By: Martin H. Kristiansen (, August 15, 2006 1:03 am
David Kanter ( on 8/14/06 wrote:
>Martin H. Kristiansen ( on 8/14/06 wrote:

>>However, I was unable to find if you could trigger event counters on L1 store misses
>>(either trigger directly or deduce them by inference from other counted events).
>You should be able to estimate it pretty well using the L1 cache misses and then the relative frequency of LD and ST.

No, I don't thinkt that's enough. Read-modify-writes (like updating any kind of data structure) can cause load misses, but hardly ever any store misses. Traditionally we see a 2: 1 load to store ratio, I'm guessing the load to store miss ratio is higher.

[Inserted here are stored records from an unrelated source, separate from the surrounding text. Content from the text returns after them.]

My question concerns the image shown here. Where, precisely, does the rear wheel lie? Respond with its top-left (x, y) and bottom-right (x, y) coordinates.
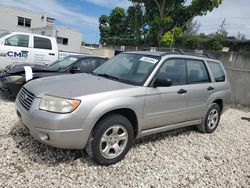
top-left (86, 114), bottom-right (134, 165)
top-left (197, 103), bottom-right (221, 133)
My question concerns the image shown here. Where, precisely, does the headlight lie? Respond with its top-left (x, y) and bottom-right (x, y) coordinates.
top-left (5, 76), bottom-right (23, 82)
top-left (39, 95), bottom-right (81, 113)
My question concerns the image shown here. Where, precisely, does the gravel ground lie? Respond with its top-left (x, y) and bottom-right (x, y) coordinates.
top-left (0, 95), bottom-right (250, 187)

>>I think it is interesting to know just how common these are in order to infer how
>>important the store-reordering of Core 2 is, - and also to >infer how much the K8L,
>>which will only have load-reordering, will lag behind.
>x86 cannot re-order stores. What core does that is new is that LDs can be moved around STs with unknown addresses.

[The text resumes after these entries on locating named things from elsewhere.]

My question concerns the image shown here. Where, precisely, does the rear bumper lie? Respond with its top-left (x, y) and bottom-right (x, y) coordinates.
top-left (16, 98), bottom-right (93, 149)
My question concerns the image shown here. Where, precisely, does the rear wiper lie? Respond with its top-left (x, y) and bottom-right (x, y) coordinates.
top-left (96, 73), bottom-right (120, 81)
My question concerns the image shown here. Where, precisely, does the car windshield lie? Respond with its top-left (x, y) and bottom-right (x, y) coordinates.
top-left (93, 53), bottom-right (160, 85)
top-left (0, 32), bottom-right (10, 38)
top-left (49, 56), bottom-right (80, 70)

Doh! That's what I meant, sorry for being unclear.

>>We've discussed earlier that store misses carry as many data dependencies as loads
>>do. I suspect store misses are significantly less frequent than load misses but
>>have no way to get hard data, - at least from CodeAnalyst.
>So memory disambiguation will reduce those dependencies by allowing LDs to move around STs with unknown addresses.

Yeah, the less pessimistic approach should reduce the number of stalls from false dependencies, ie. loads after stores where there is no real data-dependency going through main memory.